06.24.19

The Daily Sentinel: OPINION: America's energy, tech and defense future needs more metals, minerals

As the recent trade war with China has escalated, Beijing has implied that it may retaliate by withholding rare earth minerals. Such a strategic vulnerability — and America's alarmingly high reliance on imported minerals and metals — is now in the spotlight for all the world to see.

China's rare earth threat underscores just how perilous U.S. mineral import reliance has become. While rare earths are currently the focus, America's overall reliance on imports of these minerals is indicative of a far larger problem.

According to the U.S. Geological Survey, the U.S. is now 100 percent import-reliant for 18 minerals and metals, and 50 percent or more reliant for another 30. Despite ever-growing demand for these minerals and metals in defense technologies — such as stealth and night vision technologies — or consumer goods and green energy technology, U.S. import reliance has doubled over the past 25 years. Notwithstanding the nation's vast mineral reserves, mining investment in the U.S., and production of essential minerals, has steadily declined.

The atrophying of the nation's materials supply chain shouldn't just be chalked up to the march of globalization and large-scale economic integration. It's also the product of a decades-long adversarial approach to domestic mining that can be seen in federal land-withdrawals and a mine permitting process that now regularly stretches to 10 years or more.

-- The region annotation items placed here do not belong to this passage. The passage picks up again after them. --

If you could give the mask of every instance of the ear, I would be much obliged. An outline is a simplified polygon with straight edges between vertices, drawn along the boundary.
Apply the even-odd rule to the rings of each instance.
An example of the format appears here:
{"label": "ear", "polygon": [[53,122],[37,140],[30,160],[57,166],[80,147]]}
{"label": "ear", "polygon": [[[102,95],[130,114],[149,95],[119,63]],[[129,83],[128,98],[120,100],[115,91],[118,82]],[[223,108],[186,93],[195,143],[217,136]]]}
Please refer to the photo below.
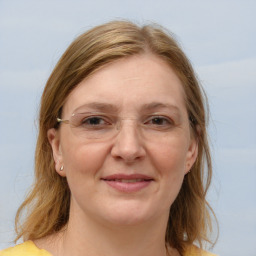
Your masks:
{"label": "ear", "polygon": [[187,152],[185,174],[187,174],[192,168],[198,155],[198,140],[193,136],[190,141],[190,145]]}
{"label": "ear", "polygon": [[63,166],[63,156],[61,152],[59,132],[56,129],[51,128],[47,131],[47,137],[52,147],[55,170],[60,176],[65,177],[65,169],[63,169],[62,171],[60,170],[61,166]]}

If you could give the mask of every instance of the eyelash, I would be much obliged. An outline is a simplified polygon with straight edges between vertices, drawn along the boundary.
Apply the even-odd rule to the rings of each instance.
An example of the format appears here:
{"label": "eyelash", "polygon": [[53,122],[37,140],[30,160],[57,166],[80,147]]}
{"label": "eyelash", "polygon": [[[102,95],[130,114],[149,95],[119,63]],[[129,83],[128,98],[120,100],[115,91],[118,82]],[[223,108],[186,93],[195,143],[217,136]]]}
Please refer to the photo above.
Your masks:
{"label": "eyelash", "polygon": [[[94,123],[90,123],[91,121],[97,121],[100,123],[94,124]],[[110,120],[110,121],[109,121]],[[102,123],[103,121],[103,123]],[[154,121],[159,122],[160,123],[154,123]],[[90,117],[86,117],[84,118],[80,125],[81,126],[91,126],[93,128],[103,128],[106,126],[109,126],[113,123],[113,121],[111,121],[110,118],[106,118],[103,116],[90,116]],[[152,125],[155,128],[163,128],[163,127],[170,127],[174,125],[174,122],[172,119],[170,119],[169,117],[165,117],[165,116],[151,116],[150,118],[146,119],[146,121],[143,123],[143,125]]]}

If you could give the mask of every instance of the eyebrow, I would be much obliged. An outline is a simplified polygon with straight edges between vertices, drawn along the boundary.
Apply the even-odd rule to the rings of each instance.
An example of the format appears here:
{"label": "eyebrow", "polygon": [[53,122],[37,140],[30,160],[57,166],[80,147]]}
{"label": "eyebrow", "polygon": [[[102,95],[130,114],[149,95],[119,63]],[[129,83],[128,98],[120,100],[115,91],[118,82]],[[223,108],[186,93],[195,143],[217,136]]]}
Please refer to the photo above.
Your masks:
{"label": "eyebrow", "polygon": [[[97,110],[99,112],[107,111],[107,112],[112,112],[112,113],[113,112],[117,113],[118,110],[119,110],[118,106],[115,106],[115,105],[110,104],[110,103],[90,102],[90,103],[84,104],[84,105],[76,108],[74,110],[74,113],[78,112],[78,111],[81,111],[81,110],[83,110],[85,108],[90,108],[90,109],[93,109],[93,110]],[[142,111],[152,111],[152,110],[160,109],[160,108],[172,109],[178,115],[181,114],[180,109],[176,105],[169,104],[169,103],[162,103],[162,102],[151,102],[151,103],[148,103],[148,104],[144,104],[144,105],[142,105],[141,110]]]}
{"label": "eyebrow", "polygon": [[117,112],[118,108],[110,103],[103,102],[91,102],[84,104],[74,110],[74,112],[78,112],[79,110],[83,110],[84,108],[91,108],[97,111],[108,111],[108,112]]}
{"label": "eyebrow", "polygon": [[142,106],[143,110],[153,110],[153,109],[157,109],[157,108],[174,109],[175,111],[180,113],[180,109],[177,106],[175,106],[173,104],[169,104],[169,103],[151,102],[149,104],[145,104]]}

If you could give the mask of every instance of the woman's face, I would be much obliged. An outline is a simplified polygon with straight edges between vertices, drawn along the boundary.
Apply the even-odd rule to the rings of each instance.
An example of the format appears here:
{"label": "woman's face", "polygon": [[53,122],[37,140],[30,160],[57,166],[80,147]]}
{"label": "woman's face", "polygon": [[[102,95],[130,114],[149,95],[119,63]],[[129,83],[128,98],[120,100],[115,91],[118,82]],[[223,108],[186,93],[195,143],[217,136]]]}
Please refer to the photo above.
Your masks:
{"label": "woman's face", "polygon": [[82,125],[48,131],[71,212],[121,225],[168,218],[197,156],[174,71],[149,54],[118,60],[71,92],[62,119],[74,113]]}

Modern, responsible, and well-regulated mining should be encouraged in the U.S., not pushed aside. To meet the material needs of our advanced tech, manufacturing, energy, and defense sectors, America will need almost exponential growth in the mining and refining of a vast array of minerals and metals, many of which can be produced here at home. While materials recycling should be a key part of meeting this demand, it's hardly a cure-all.

It's past time for the U.S. to place strategic importance on mining and the greater materials supply chain. China is already years ahead in this industrial arms race, prioritizing mining as a cog of its industrial policy. For example, China is the top resource holder for 10 of the minerals and materials vital to wind, solar, and battery technologies.

A new report from the Commerce Department stresses the urgency of action. It warns that the U.S. has become "heavily dependent" on foreign sources for 31 of the 35 minerals recently designated as "critical" by the Department of the Interior.

While the U.S. has fallen far behind, there are signs of hope. Bipartisan legislation introduced by Sen. Lisa Murkowski (R-Alaska) and Sen. Joe Manchin (D-West Virginia), The Minerals Security Act, is an important step forward in responding to China's dominance and beginning to right our supply chain. The legislation would streamline a variety of mine permitting and regulatory processes currently sapping U.S. mining competitiveness. Their leadership in beginning to address this issue deserves strong, bipartisan backing.

The technologies of tomorrow — whether they're energy technologies or the defense applications that keep us safe — are more materials-intensive than what they're replacing. It's essential we build a supply chain to support them. Failing to do so won't just be an economic missed opportunity. It would be a geopolitical blunder that undermines our global leadership. The time for decisive action to encourage domestic mining, and rebuild our industrial base, has arrived.

Retired U.S. Army Brig. Gen. John Adams served more than 30 years in command and staff assignments as an Army aviator, military intelligence officer, and foreign area officer in Europe, Asia, the Middle East, and Africa. He is president of Guardian Six Consulting.